20 plaintiffs express concerns over impact





NEW MEXICO — A judge granted the American Civil Liberties Union an injunction June 23 stopping a bill that would censor free speech on the Internet from taking effect.

Senate Bill 127, which Gov. Gary Johnson signed in March, would prohibit the dissemination of material deemed harmful to minors involving simulated or depicted nudity or sexual conduct.

The bill would have also instituted fines of up to $1,000, jail time of up to one year or both, effective July 1.

In the motion, the ACLU joined by 20 other plaintiffs, claimed the bill violated the First Amendment and the commerce clause of the U.S. Constitution.

“Like the nation’s railways and highways, the Internet is by nature an instrument of interstate commerce that should not be burdened by inconsistent state laws,” said Ann Beeson, ACLU national staff attorney, in a press release.
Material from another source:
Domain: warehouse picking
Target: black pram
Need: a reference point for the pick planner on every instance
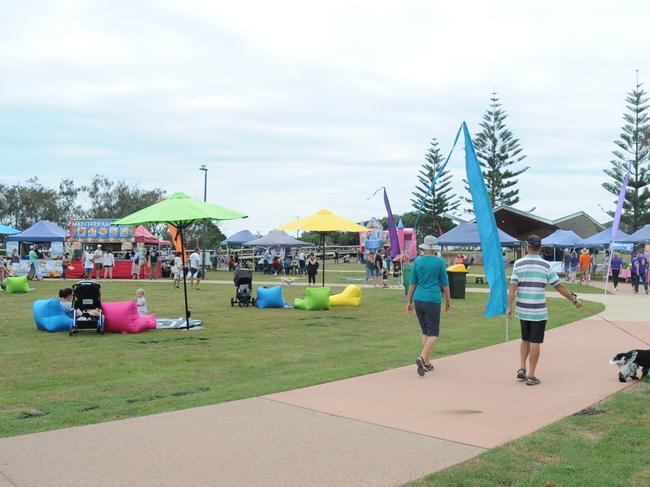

Citing the 1997 U.S. Supreme Court case Reno v. ACLU, the ACLU argued that the bill’s broad language intended to protect minors unduly restricts adult free expression, which Reno which Reno prohibited.

Phil Davis, New Mexico ACLU co-legal director, said that his office fought the bill from its inception.

“We lobbied against it citing case law, and [Gov. Johnson] ignored it all,” Davis said. The ACLU originally filed a complaint in federal district court April 22 against the governor and the attorney general Tom Udall, who would oversee the execution of the law.

Since the Supreme Court ruling, the ACLU successfully fought against Internet censorship laws in New York, Georgia and Virginia.

The ACLU reported that at least 13 states passed Internet censorship laws since 1995 and 10 states have pending legislation.

Joining the New Mexico lawsuit is OBGYN.net, a free online resource for professionals in obstetrics and gynecology.

In the online forums, women often use sexually explicit language to describe health problems.

Under the New Mexico law, the material could be considered harmful to minors.

“You can’t make law that restricts use of the Internet,” said Roberta Speyer, publisher of OBGYN.net. “You lose more than you gain. You have to find another method to catch pornographers that doesn1t catch the doctor or medical professional.”

Kay Bird, spokeswoman for the attorney general’s office, said the aim of the law was different.

“Our initial intent was to prohibit pedaphiles from luring children,” she said. She declined to comment any further.